Quality score is a pretty important metric if you’re trying to get the best efficiency from your Google Ads campaign. Google does give us quite a bit of data in the user interface about quality score and it’s inputs. One pain point for some is that Google Ads does not aggregate quality score at the account, campaign or ad group level. This can make understanding how large changes to an account impacted quality score more difficult. To solve this, I like to do a little spreadsheet gymnastics and generate impression weighted quality score.
Get The Data
I made up a metric and my math process seems to work. Impression weighted quality score is intented to measure the overall quality score for an ad group, campaign or account. To generate the data point at any of those levels you simply need to export a keyword report for the date range you’re interested in and include the columns for impressions, quality score and quality score (hist.) (if analyzing old data).
Insert a pivot table and select your data. (MS Office or Google Sheets) I like to copy the data to a second tab and delete the top two rows so I can select the data with whole columns. In any case, once you’ve got the pivot table set Quality Score (or QS(hist) whatever you’re analyzing) as the rows. Set Sum of Impressions to the rows.

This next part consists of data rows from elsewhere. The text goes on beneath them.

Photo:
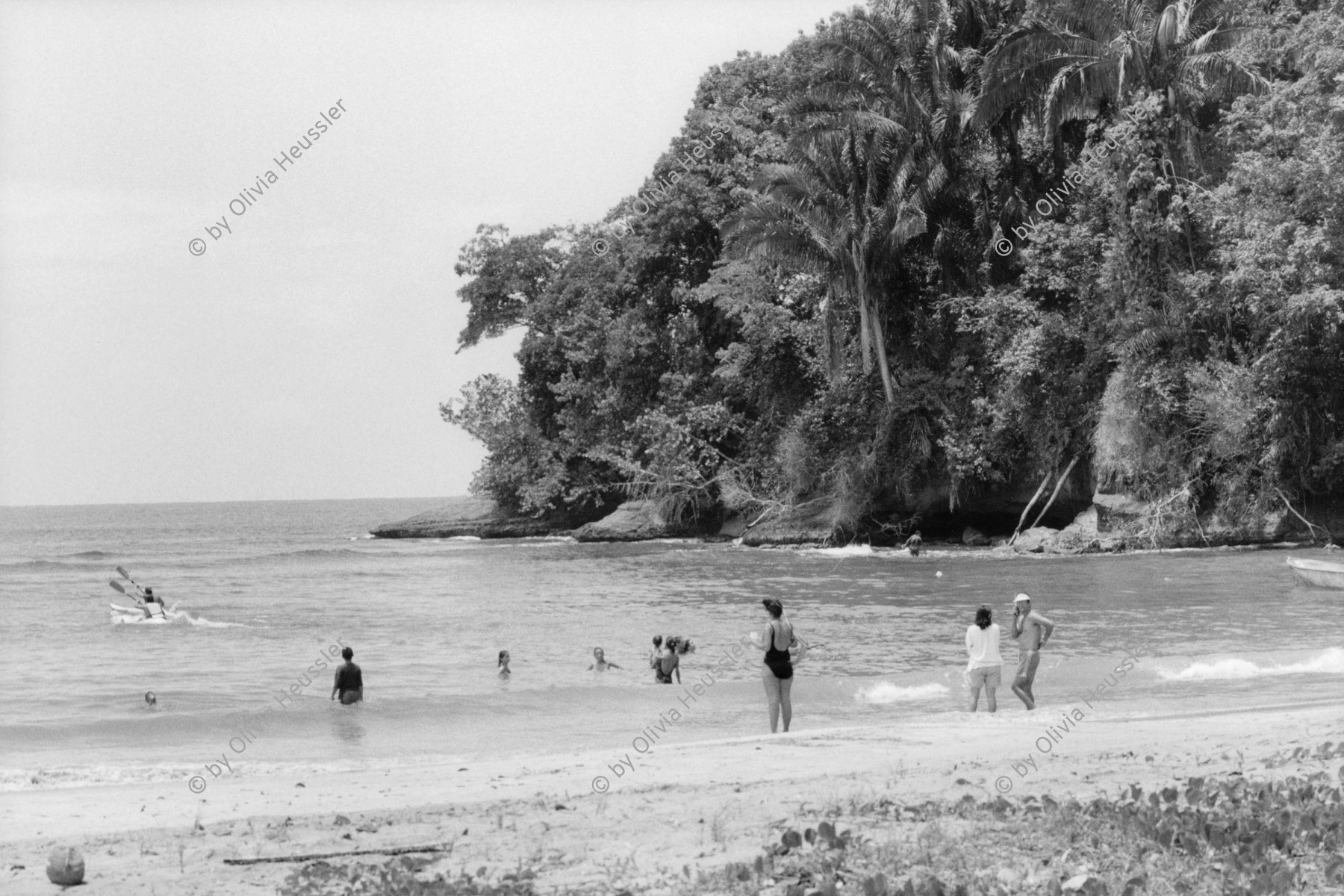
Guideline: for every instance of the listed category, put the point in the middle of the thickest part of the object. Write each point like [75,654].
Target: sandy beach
[683,809]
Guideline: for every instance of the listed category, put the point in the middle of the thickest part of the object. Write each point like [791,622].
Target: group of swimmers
[1030,629]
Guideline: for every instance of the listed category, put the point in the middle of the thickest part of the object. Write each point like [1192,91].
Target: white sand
[692,806]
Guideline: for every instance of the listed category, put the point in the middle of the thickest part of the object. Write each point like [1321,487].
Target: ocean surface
[268,588]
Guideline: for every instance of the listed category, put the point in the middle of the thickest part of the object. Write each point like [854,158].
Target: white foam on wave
[885,692]
[1330,662]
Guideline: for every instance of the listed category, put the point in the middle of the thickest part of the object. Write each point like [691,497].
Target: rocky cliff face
[465,516]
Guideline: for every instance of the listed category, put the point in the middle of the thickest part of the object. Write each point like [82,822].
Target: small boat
[1319,573]
[136,615]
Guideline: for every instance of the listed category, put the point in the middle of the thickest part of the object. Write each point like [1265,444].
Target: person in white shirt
[986,665]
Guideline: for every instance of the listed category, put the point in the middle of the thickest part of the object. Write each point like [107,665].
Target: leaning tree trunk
[880,337]
[871,323]
[865,334]
[828,335]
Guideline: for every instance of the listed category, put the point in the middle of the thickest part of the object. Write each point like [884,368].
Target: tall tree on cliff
[1075,57]
[840,208]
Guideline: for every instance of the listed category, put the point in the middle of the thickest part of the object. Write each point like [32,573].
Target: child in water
[601,664]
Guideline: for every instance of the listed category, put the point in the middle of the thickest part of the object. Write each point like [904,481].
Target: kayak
[1322,574]
[136,615]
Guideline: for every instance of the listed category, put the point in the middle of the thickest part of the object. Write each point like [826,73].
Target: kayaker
[149,603]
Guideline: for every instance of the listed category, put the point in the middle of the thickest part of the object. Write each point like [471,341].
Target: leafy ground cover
[1225,836]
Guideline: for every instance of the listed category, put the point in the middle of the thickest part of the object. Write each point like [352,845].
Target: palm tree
[1080,55]
[907,73]
[841,208]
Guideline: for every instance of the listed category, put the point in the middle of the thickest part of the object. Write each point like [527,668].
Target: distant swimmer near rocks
[600,662]
[349,680]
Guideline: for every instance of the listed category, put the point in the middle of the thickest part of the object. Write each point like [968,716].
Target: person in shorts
[986,665]
[349,680]
[1031,630]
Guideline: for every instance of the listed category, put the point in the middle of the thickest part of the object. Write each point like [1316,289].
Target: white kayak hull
[1320,574]
[134,615]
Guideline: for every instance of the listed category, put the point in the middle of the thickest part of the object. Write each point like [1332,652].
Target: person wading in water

Calculate % of Impressions (Weight) & Quality Score x Weight Columns
The next two steps can be done by copying the data to a new area of the workbook (I like copy as plain text) then calculating in cells or by creating calculated fields in the pivot table. In any case, to find the weight of each quality score, divide the number of impressions for that quality score by the total number of impressions. Then multiply the % of Impressions (weight) column by the QS column.
Finally, simply find the sum of all the values in the Quality Score x Weight column. Now you have your impression weighted quality score.
I find this useful for analyzing keyword quality score performance. You can calculate this metric for any segment of your campaign that you want to by simply filtering the data that you initially download. You can also analyze all of the keywords in your account, which is useful when measuring the impact of large account changes on quality score. So that’s what I use it for. If you find this useful, or come up with a different way to use weighted average to help you understand your Google Ads account, let me know in the comments. Happy pay per clicking!